Verification of findings
Based on the above, our hypothesis is: we can reduce the timeout to 116ms
and the threshold to 1.8mm while still having a 93% detection reliability.
This is the most conservative reading, based on the extended thresholds.
To verify this, we needed to collect tap data from multiple users in a
standardised and reproducible way. We wrote a basic website that displays
5 circles (see the screenshot below) on a canvas and asked a bunch of co-workers in two
different offices [4] to tap them. While doing so, evemu-record was running in
the background to capture the touchpad interactions. The touchpad was the
one from a Lenovo T450 in both cases.
Screenshot of the <canvas> that users were asked to perform the taps on.
Some users ended up clicking instead of tapping and we had to discard
those recordings. The total number of useful recordings was 15 from the
Paris office and 27 from the Brisbane office. In total we had 245 taps (some
users missed the circle on the first go, others double-tapped).
We asked each user three questions: "do you know what tapping/tap-to-click
is?", "do you have tapping enabled" and "do you use it?". The answers are
listed below:
- Do you know what tapping is? 33 yes, 12 no
- Do you have tapping enabled? 19 yes, 26 no
- Do you use tapping? 10 yes, 35 no
I admit I kinda screwed up the data collection here because it includes
those users whose recordings we had to discard. And the questions could've been better. So I'm not going to go into
too much detail. The only useful thing here though is: the majority of users
had tapping disabled and/or don't use it which should make any potential
learning effect disappear[5]
Ok, let's look at the data sets, same scripts as above:
Times between touch down and touch up for tap events
Movement between the touch down and the touch up events of a tap (10 == 1mm)

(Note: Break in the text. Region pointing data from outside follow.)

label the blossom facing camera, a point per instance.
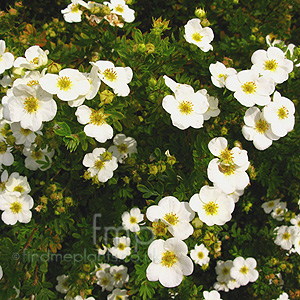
(169, 262)
(197, 35)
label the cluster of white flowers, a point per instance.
(255, 87)
(119, 12)
(14, 199)
(236, 273)
(192, 112)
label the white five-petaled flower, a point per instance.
(31, 106)
(121, 247)
(68, 85)
(187, 107)
(16, 207)
(119, 7)
(200, 255)
(219, 73)
(6, 58)
(257, 129)
(272, 63)
(195, 34)
(175, 214)
(123, 147)
(212, 205)
(169, 262)
(131, 219)
(243, 270)
(101, 163)
(35, 57)
(250, 88)
(95, 124)
(115, 77)
(280, 114)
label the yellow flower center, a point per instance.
(64, 83)
(249, 87)
(211, 208)
(25, 131)
(282, 112)
(132, 220)
(271, 65)
(119, 8)
(261, 126)
(186, 107)
(226, 157)
(122, 148)
(31, 104)
(16, 207)
(110, 74)
(19, 189)
(168, 259)
(32, 82)
(244, 270)
(171, 218)
(197, 37)
(97, 117)
(121, 246)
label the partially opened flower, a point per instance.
(169, 262)
(280, 114)
(212, 205)
(250, 88)
(272, 63)
(35, 57)
(95, 123)
(219, 73)
(244, 270)
(115, 77)
(175, 214)
(195, 34)
(6, 58)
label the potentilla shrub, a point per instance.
(157, 162)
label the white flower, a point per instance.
(272, 63)
(123, 147)
(119, 275)
(212, 295)
(34, 155)
(270, 205)
(220, 73)
(31, 106)
(100, 163)
(95, 124)
(243, 270)
(69, 84)
(186, 108)
(200, 255)
(175, 214)
(285, 236)
(169, 262)
(119, 7)
(250, 88)
(212, 205)
(131, 219)
(72, 13)
(115, 77)
(118, 294)
(15, 208)
(35, 57)
(62, 284)
(121, 247)
(257, 129)
(195, 34)
(6, 58)
(280, 114)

95th percentile for time is 87ms. 95th percentile for distance is 1.09mm.
Both are well within the numbers we expected we saw above. The combined
diagram shows that 87% of events fall within the 87ms/10.9mm box.
Time to distance map for all taps
The few outliers here are close enough to the edge that expanding the box to
to 100ms/1.3mm we get more than 95%. So it appears that our hypothesis is
correct, reducing the timeout to 116ms and 1.8mm will have a 95% detection
reliability. Furthermore, using the clean data it looks like we can use a
lower threshold than previously assumed and still get a good detection
ratio. Specifically, data collected in a controlled environment across 42 different users of varying familiarity with touchpad tapping shows that 100ms and 1.3mm gets us a 95% detection rate of taps.

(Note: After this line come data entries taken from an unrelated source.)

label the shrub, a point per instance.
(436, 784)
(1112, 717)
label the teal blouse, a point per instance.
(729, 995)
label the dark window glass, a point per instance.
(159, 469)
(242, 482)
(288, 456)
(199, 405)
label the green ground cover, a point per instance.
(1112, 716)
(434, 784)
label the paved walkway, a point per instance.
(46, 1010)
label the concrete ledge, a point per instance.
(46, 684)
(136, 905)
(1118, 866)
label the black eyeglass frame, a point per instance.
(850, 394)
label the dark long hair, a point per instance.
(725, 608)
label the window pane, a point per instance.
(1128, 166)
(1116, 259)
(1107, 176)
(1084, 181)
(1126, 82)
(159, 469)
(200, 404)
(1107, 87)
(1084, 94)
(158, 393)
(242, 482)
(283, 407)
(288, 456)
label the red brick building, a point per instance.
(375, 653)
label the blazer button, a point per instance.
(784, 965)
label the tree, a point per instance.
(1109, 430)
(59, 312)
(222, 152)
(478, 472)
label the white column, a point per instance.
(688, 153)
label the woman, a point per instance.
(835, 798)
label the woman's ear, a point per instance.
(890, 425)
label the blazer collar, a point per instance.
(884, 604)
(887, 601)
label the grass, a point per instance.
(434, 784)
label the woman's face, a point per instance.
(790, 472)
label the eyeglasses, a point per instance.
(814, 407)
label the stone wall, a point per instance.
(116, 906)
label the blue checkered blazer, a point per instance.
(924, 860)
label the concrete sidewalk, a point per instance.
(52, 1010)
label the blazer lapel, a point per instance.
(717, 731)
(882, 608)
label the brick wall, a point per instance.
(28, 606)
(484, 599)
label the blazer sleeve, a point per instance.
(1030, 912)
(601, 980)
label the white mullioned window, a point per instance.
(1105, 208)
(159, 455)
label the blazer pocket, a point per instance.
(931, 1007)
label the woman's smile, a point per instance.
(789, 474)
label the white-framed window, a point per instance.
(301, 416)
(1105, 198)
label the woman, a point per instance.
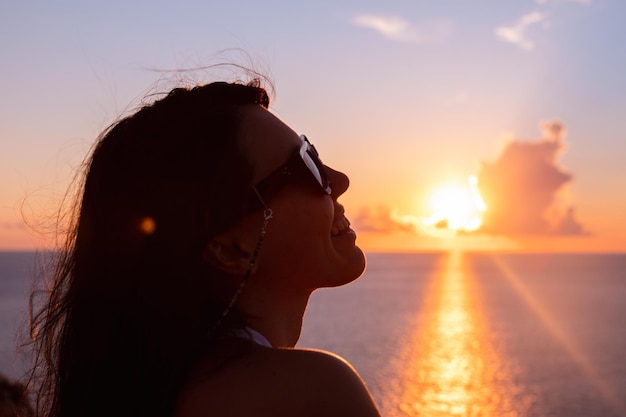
(204, 225)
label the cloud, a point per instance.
(516, 34)
(523, 188)
(384, 220)
(398, 29)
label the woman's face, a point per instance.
(308, 243)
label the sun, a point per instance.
(457, 206)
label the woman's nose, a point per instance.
(339, 182)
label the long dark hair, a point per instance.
(131, 299)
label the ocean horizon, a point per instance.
(451, 333)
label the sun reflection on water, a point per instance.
(449, 368)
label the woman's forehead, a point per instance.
(266, 141)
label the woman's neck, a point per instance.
(277, 317)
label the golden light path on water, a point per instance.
(449, 367)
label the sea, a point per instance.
(451, 333)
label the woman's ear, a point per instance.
(227, 254)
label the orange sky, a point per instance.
(527, 96)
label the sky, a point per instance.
(475, 125)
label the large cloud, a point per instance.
(522, 188)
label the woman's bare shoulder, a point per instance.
(277, 382)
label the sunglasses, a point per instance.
(304, 165)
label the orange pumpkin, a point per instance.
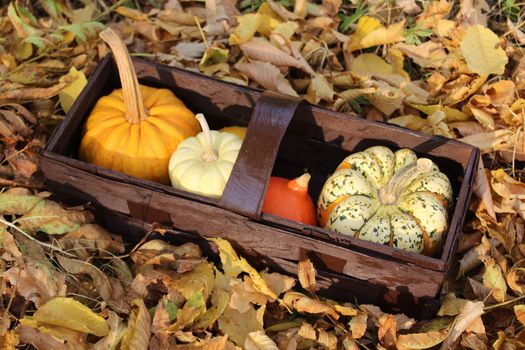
(289, 199)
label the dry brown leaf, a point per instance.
(470, 312)
(262, 50)
(384, 35)
(358, 325)
(489, 141)
(139, 328)
(307, 331)
(387, 330)
(267, 75)
(258, 340)
(493, 278)
(474, 12)
(327, 340)
(40, 340)
(421, 340)
(433, 12)
(37, 282)
(302, 303)
(519, 311)
(110, 290)
(518, 34)
(482, 189)
(515, 278)
(31, 94)
(320, 90)
(238, 325)
(277, 282)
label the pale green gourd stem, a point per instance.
(389, 193)
(133, 103)
(209, 155)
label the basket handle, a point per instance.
(246, 188)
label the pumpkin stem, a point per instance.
(133, 103)
(300, 184)
(209, 155)
(389, 193)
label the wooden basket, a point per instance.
(284, 137)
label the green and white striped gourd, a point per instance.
(390, 198)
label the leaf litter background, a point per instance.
(450, 68)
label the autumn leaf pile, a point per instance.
(449, 68)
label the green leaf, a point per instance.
(347, 21)
(52, 7)
(36, 40)
(481, 50)
(84, 31)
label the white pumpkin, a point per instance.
(203, 164)
(388, 198)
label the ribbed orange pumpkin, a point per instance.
(289, 199)
(134, 130)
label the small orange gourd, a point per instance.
(289, 199)
(134, 130)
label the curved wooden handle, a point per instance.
(246, 188)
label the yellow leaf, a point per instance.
(139, 328)
(383, 36)
(132, 13)
(519, 311)
(358, 325)
(451, 114)
(69, 94)
(248, 25)
(368, 64)
(238, 325)
(259, 341)
(320, 89)
(69, 313)
(515, 278)
(470, 312)
(365, 25)
(421, 340)
(233, 265)
(451, 305)
(302, 303)
(480, 49)
(268, 24)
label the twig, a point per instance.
(491, 307)
(47, 245)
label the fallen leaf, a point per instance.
(69, 94)
(259, 341)
(493, 278)
(302, 303)
(117, 329)
(238, 325)
(421, 340)
(519, 311)
(384, 35)
(470, 312)
(480, 49)
(518, 34)
(233, 265)
(387, 330)
(139, 328)
(69, 313)
(358, 325)
(49, 217)
(262, 50)
(267, 75)
(112, 293)
(248, 25)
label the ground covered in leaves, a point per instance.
(449, 68)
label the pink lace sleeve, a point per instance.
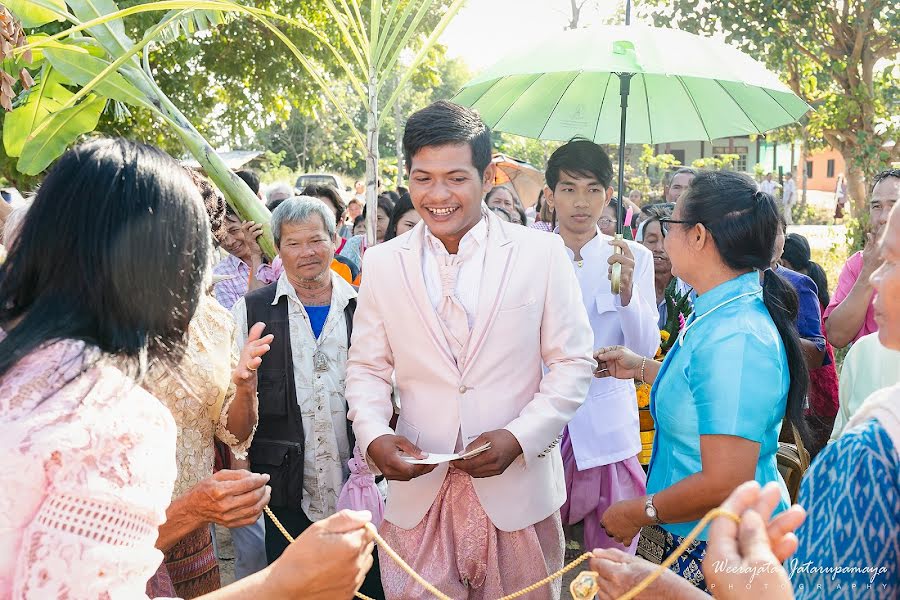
(108, 472)
(238, 449)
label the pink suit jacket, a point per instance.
(529, 313)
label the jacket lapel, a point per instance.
(495, 276)
(414, 281)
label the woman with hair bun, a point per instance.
(734, 374)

What does this mean for users?
Based on the above, the libinput thresholds will be reduced to 100ms and 1.3mm.
Let's see how we go with this and then we can increase it in the
future if misdetection is higher than expected. Patches will on the
wayland-devel list shortly.
For users that don't have tapping enabled, this will not change anything.
All users who have tapping enabled will see a more responsive cursor on small
movements as the time and distance thresholds have been significantly
reduced. Some users may see a drop in tap detection rate. This is
hopefully a subconscious enough effect that those users learn to tap faster
or with less movement. If not, we have to look at it separately and see how
we can deal with that.
If you find any issues with the analysis above, please let me know.
[1] These scripts analyse raw touchpad data, they don't benefit from
libinput's palm detection
[2] Note: mean != average, the mean is less affected by strong outliers.
look it up, it's worth knowing
[3] X percentile means X% of events fall below this value
[4] The Brisbane and Paris offices. No separate analysis was done, so it is unknown whether close proximity to
baguettes has an effect to tap behaviour
[5] i.e. the effect of users learning how to use a system that doesn't work
well out-of-the-box. This may result in e.g. quicker taps from those that
are familiar with the system vs those that don't.